# Body retrieved after croc attack



## News Bot (Aug 19, 2014)

AUTHORITIES have shot the crocodile believed to have taken and killed a 57-year-old fisherman on the Adelaide River in the Northern Territory.















*Published On:* 19-Aug-14 07:40 AM
*Source:* via NEWS.com.au

*Go to Original Article*


----------



## solar 17 (Aug 19, 2014)

This is very sad "BUT" fishing from the bank of the Adelaide River where the Tour Operators feed the crocs from bamboo poles making the crocs lunge out of the water unfortuneately DOESN'T show a lot of common sense and the ultimate price being paid. solar 17 ~B~


----------



## Burnerism (Aug 19, 2014)

The moralities of culling and tour operated feeding aside, if you play with fire you will get burnt. My condolences to the family.


----------



## Alexbee (Aug 19, 2014)

The NT is hands down the dumbest place in Australia.. I was on a croc spotting tour in the Daintree and our tour guide was telling us how stupid it is that they feed the crocs in the nt


----------



## phatty (Aug 19, 2014)

Alexbee said:


> The NT is hands down the dumbest place in Australia.. I was on a croc spotting tour in the Daintree and our tour guide was telling us how stupid it is that they feed the crocs in the nt


I think you will find it is the dumb southerners that come up here  
it would of wanted to be a good lure


----------



## stusnake (Aug 19, 2014)

Unfortunate event. Unfortunate for the crocodile that was only behaving naturally. Wadding into the shallows of the Adelaide river at dusk, prime activity time for Crocs, was only going to end badly. Croc attacks may have risen in recent times however population(human) is continueing to rise up north too and if people don't respect the nature of the land up north sadly these sorts of things will happen and continue to happen.


----------



## bladesmurray (Aug 19, 2014)

And it was a rare pied croc to hey? I seen this on face book


----------



## Rogue5861 (Aug 19, 2014)

bladesmurray said:


> And it was a rare pied croc to hey? I seen this on face book



From everything i have read yea it was, his name was "Michael Jackson" due to the colour change it had taken over the years. I managed to get out on a boat last november and see him for myself, really glad i got the chance to see him.

Its really sad to hear that they killed the croc.

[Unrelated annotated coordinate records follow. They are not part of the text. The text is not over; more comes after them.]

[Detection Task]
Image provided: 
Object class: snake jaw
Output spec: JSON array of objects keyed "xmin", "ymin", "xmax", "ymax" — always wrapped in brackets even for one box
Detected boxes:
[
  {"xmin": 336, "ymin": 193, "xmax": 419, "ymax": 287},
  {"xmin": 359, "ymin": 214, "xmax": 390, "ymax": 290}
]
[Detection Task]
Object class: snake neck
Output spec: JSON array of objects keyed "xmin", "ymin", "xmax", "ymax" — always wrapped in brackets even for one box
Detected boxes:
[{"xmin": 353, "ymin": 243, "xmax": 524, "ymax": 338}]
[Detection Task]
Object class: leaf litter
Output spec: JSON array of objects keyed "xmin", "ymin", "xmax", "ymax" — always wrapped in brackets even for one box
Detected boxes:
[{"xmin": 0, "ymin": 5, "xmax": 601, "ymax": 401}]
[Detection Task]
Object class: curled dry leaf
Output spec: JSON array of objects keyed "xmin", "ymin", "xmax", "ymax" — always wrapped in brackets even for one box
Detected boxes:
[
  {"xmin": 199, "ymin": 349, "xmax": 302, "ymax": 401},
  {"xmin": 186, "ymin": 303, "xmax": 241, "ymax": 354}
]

We all know that it wasnt the crocs fault and it was due to one foolish act from a human that two lifes sadly ended, would of been better if they actually just left it alone and reiterated to the public that this is a dangerous water way and to stay away from the banks as this is crocodile territory and not outs.

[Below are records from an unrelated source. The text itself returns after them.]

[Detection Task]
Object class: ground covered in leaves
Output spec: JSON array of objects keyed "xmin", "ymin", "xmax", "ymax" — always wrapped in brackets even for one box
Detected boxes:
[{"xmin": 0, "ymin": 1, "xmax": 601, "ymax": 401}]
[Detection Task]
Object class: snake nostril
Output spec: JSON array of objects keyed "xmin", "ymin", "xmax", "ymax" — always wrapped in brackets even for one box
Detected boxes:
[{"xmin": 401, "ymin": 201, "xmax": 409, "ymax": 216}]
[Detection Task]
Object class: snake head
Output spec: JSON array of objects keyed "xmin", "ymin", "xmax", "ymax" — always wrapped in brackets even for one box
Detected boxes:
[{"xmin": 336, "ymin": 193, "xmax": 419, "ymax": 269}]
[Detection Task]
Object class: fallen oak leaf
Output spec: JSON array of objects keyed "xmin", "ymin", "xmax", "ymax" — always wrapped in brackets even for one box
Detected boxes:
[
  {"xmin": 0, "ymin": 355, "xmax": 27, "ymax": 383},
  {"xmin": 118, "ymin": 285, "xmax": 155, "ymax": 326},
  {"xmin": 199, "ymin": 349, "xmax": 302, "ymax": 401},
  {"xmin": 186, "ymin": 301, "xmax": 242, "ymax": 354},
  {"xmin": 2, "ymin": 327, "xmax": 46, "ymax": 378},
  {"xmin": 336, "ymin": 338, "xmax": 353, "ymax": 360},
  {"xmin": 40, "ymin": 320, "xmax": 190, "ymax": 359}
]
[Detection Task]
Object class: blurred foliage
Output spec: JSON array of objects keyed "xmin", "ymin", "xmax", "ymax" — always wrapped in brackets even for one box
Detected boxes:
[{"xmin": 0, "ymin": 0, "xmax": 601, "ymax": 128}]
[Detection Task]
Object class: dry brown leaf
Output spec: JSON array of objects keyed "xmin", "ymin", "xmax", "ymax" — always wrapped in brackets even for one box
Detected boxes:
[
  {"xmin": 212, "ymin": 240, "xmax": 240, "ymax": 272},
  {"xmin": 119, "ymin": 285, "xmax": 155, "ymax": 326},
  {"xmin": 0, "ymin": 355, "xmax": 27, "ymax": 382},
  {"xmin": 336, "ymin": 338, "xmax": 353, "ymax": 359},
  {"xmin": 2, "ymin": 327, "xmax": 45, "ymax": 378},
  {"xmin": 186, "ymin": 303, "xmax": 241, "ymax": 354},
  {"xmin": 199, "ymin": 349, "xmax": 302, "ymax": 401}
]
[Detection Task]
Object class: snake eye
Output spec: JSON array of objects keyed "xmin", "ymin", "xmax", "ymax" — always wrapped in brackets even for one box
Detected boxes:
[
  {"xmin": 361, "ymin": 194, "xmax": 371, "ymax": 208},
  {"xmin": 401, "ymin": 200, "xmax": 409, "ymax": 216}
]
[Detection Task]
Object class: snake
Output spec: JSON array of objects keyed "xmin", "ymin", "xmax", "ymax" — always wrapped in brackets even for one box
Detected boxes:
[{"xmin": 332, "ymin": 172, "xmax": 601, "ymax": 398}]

There are a fair few big crocs in this river system that could easily take an adult human without any trouble, the same as the wa shark cult i guess. More education less eradication would be a better way to go about it in my book.


Rick


----------



## bladesmurray (Aug 19, 2014)

Well said rick and lol Michael jackson classic


----------



## Rogue5861 (Aug 19, 2014)

bladesmurray said:


> Well said rick and lol Michael jackson classic



Yea when i first saw him i thought the same thing and then they told us what everyone called him, it definatly makes a lot of sense. Pretty sure he was around 60yrs old and the colour change happened over time like calico bhp's do, not sure exactly if it was a pied or leucistic or albino colour change but he was definatly a one of a kind sort of animal.


Rick


----------



## bladesmurray (Aug 20, 2014)

So sad


----------